On the off chance that you, my reader, are a 23rd Century social historian writing a thesis on early 21st Century culture as evidenced by the brief craze for blogging during that era (hello), then please accept some advice, and a plea for caution.
You must understand that bloggers are not necessarily representative of the population at large. There are multitudes who consider such activity to be needless, frivolous, or downright terrifying or dangerous. We are not quite right in the head, in terms of general perception.
We live in a deeply primitive society, barely evolved from that of our stone age forebears, where the basis for all relations (both personal and political) is grounded in the concepts of control, exploitation and fear. The key weapons in the arsenal of those who seek to exploit and control are shame and judgement, which are doled out repetitively, to curtail freedom of expression.
Unfortunately, this requires a certain degree of self-censorship, even from me. I do not give a flying lemming what people think of me, but this is considered abnormal. It is not a choice I can make on behalf of others, and sadly this necessitates the occasional application of restraint. I do not live in a vacuum, so inevitably there are certain holes in my narrative, gaps where I must allow others to make their own choices.
I recommend you watch the late 20th Century film by Mike Leigh, Secrets and Lies. This is a reasonable depiction of the day to day terror that people live with. The terror of the real, the intimate, the truthful. The ways that fear, and the brutality of people that instil that fear, diminish our humanity. Alternatively you might want to check out the early work of David Lynch and consider his themes of the unspoken taboos that lurk just beneath the veneer of suburban America.
People are still routinely villified, intimidated, and even butchered, for their beliefs, race, and sexual preferences.
Read our poets, by all means. But do not mistake their experience for that of all. I would like to say they mirror the fundamentals of all humanity, but in truth I cannot and do not know.

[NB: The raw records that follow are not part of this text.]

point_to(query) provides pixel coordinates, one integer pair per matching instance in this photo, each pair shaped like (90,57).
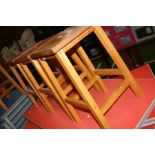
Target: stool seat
(59,41)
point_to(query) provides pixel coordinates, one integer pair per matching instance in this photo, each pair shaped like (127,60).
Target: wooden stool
(69,39)
(22,69)
(55,80)
(7,86)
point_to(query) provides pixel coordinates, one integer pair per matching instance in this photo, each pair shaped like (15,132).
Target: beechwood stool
(65,48)
(56,80)
(29,83)
(22,62)
(7,86)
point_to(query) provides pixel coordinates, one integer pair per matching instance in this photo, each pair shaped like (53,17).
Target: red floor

Humanity is rather tight-lipped in response to them. The fear is a pandemic.
I hope that things are different for you, in our future. That things have been learned. But I doubt it. I expect it is true that the only lesson of history is that people do not learn from history.
P.S. You should also be aware that bloggers are not above writing ironic, hypothetical letters to the future as a means of exploring the tension of honesty and restraint in the mind of the writer in the present. Fair warning and all that.